Lately, I have been feeling pretty down about myself in one area - my body.
I have written here before about the ups and downs, how much I have struggled, my triumphs, and how hard it is for me to get on track.
I lost 50 pounds when I was pregnant with Sam - and gained it all back. Plus some.
I lost 30 pounds doing Weight Watchers after I got medication for my thyroid etc, plus another 20 during/right after I was pregnant with Danny. I have gained 25 of it back.
I am angry. I am ashamed that I allowed it to happen. I feel like a yo-yo, ever time I manage to lose it, I just spring back and put it back on. It makes me feel disgusted with myself - not only do I hate the way I look, but I hate that I am so weak that I don't have the willpower to become healthier.
I seem to be holding steady right now. About 23 pounds lighter than I was at my heaviest.
I don't feel good when I look in the mirror.
I don't like the way my clothes fit.
When I sit in the booth at a restaurant, sometimes it's not that comfortable.
I am totally out of shape, and get winded easily.
It sucks. Every day I think about how I SHOULD be eating, how I SHOULD be getting more exercise. But I am so un-motivated to do it. It's such a struggle. I wish that there was an easy way to do all of this, but there just isn't.
It's not just a matter of simple willpower. I think about food all the time. When I am not eating, I am often thinking about what I can get to eat next. I also don't always stop eating when I should - I eat too much and too quickly and then by the time I get my 'I'm full' signals, I start to feel kind of sick because I ate too much.

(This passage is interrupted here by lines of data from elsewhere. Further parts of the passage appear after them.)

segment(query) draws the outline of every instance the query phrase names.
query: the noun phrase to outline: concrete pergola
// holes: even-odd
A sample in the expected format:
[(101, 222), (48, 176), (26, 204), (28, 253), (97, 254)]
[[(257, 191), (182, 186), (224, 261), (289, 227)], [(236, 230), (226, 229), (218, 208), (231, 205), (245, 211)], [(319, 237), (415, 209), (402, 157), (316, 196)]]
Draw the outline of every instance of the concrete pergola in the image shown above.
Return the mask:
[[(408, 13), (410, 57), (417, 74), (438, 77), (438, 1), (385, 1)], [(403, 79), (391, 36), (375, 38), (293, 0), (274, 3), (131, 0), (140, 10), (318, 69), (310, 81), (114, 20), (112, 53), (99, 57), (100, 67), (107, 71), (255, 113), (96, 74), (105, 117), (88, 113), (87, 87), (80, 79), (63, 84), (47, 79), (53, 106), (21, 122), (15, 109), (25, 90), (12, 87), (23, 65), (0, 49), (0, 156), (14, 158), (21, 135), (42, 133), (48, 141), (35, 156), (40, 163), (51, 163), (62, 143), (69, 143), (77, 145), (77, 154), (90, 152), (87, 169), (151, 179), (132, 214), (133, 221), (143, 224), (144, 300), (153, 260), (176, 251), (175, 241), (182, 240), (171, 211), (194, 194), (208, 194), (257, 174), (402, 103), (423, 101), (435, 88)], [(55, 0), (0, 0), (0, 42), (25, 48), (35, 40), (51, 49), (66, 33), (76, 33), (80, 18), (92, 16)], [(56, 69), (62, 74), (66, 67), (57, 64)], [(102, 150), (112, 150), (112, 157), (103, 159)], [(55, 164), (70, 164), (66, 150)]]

It's just SO EASY to eat junk. It tastes so good, and it's cheap and easily accessible.
I need to stop. It is not easy, but I have to try... Again.
So, here is what I need to do. As soon as we get paid from the big job Justin is working on, I am going to re-join Weight Watchers. I found out there are daytime meetings on Tuesdays, which is usually the day my Mom has Danny while Sam's at school. If she doesn't, there is actually a Mommy & Me meeting at 10:30.

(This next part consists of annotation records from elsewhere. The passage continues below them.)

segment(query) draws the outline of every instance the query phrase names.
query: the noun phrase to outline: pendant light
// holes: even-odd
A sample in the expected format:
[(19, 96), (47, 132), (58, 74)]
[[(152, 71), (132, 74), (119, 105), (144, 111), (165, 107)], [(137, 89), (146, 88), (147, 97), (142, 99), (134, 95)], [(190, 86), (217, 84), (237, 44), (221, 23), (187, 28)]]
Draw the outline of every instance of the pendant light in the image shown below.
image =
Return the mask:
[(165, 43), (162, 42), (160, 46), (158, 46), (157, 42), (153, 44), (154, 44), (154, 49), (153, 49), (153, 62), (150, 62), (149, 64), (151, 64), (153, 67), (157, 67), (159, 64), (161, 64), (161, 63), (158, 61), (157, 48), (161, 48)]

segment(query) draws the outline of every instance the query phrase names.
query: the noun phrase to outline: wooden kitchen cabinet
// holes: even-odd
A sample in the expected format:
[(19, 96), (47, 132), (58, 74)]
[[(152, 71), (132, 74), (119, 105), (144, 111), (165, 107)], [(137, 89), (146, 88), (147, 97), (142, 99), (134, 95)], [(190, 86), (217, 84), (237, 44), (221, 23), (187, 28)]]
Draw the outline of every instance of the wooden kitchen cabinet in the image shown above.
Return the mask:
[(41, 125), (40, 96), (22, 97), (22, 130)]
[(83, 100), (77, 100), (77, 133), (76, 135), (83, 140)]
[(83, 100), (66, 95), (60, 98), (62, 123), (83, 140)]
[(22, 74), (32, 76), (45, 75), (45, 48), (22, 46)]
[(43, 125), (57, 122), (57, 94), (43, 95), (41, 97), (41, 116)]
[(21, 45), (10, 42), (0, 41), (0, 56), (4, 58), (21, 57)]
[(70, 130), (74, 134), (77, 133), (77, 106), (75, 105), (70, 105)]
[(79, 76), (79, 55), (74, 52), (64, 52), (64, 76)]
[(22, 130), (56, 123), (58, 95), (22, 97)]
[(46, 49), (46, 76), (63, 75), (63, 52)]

I pulled out my tracking notebook and calculator and started counting points again today. I did okay for breakfast and kind of for lunch, then this afternoon I ate a couple of pieces of candy Justin gave me. And a couple of Krispy Kreme donuts. Just because I was near it and I wanted to. Of course I didn't feel very well afterwards, and I didn't need them. But I am not going to hide it, I'm writing the stupid points down and they'll come out of my weekly points. If I cheat, it doesn't work.
I am going to get out at least twice a week and walk for an hour - at a park, at the mall, whatever. It needs to be more than twice a week, but I need to be realistic and start with achievable goals. The truth is that I HATE exercising, and I have to force myself to do it even though I know it's good for me and makes me feel better. So, start small.
I WANT to do all of this, so why is it so fucking hard? I don't get it. I feel better when I eat right and exercise. I feel happier and more confident when I am able to lose weight. I don't understand why I struggle so much to get on track and stay there when it's what I really want.
Once I get back into things, I will probably start doing weekly weight-themed posts again like I was when I first started Weight Watchers. It's just too hard to do this alone.